Loudspeaker acoustics is a subfield of acoustical engineering concerned with the reproduction of sound and the parameters involved in doing so in actual equipment.
Engineers measure the performance of drivers and complete speaker systems to characterize their behavior, often in an anechoic chamber, outdoors, or using time windowed measurement systems -- all to avoid including room effects (e.g., reverberation) in the measurements.
Designers use models (from electrical filter theory) to predict the performance of drive units in different enclosures, now almost always based on the work of A N Thiele and Richard Small.
Important driver characteristics are:
It is the performance of a loudspeaker/listening room combination that really matters, as the two interact in multiple ways. There are two approaches to high quality reproduction. One ensures the listening room be reasonably 'alive' with reverberant sound at all frequencies, in which case the speakers should ideally have equal dispersion at all frequencies in order to equally excite the reverberant fields created by reflections off room surfaces. The other attempts to arrange the listening room to be 'dead' acoustically, leaving indirect sound to the dispersion of the speakers need only be sufficient to cover the listening positions.

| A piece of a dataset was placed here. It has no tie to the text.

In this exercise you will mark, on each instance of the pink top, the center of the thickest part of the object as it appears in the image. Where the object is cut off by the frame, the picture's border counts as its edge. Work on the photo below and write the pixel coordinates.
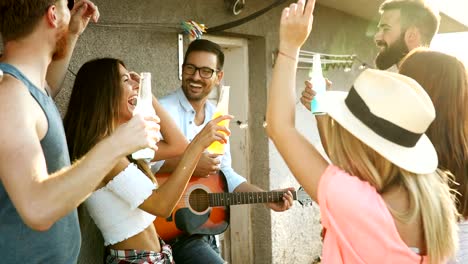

A dead or inert acoustic may be best, especially if properly filled with 'surround' reproduction, so that the reverberant field of the original space is reproduced realistically. This is currently quite hard to achieve, and so ideal loudspeaker systems for stereo reproduction would have a uniform dispersion at all frequencies. Listening to sound in an anechoic "dead" room is quite different to listening in a conventional room, and, while revealing about loudspeaker behaviour it has an unnatural sonic character that some listeners find uncomfortable. Conventional stereo reproduction is more natural if the listening environment has some acoustically reflective surfaces.
It is in large part the directional properties of speaker systems, which vary with frequency that make them sound different, even when they measure similarly well on-axis. Acoustical engineering in this instance is concerned with adapting these variations to each other.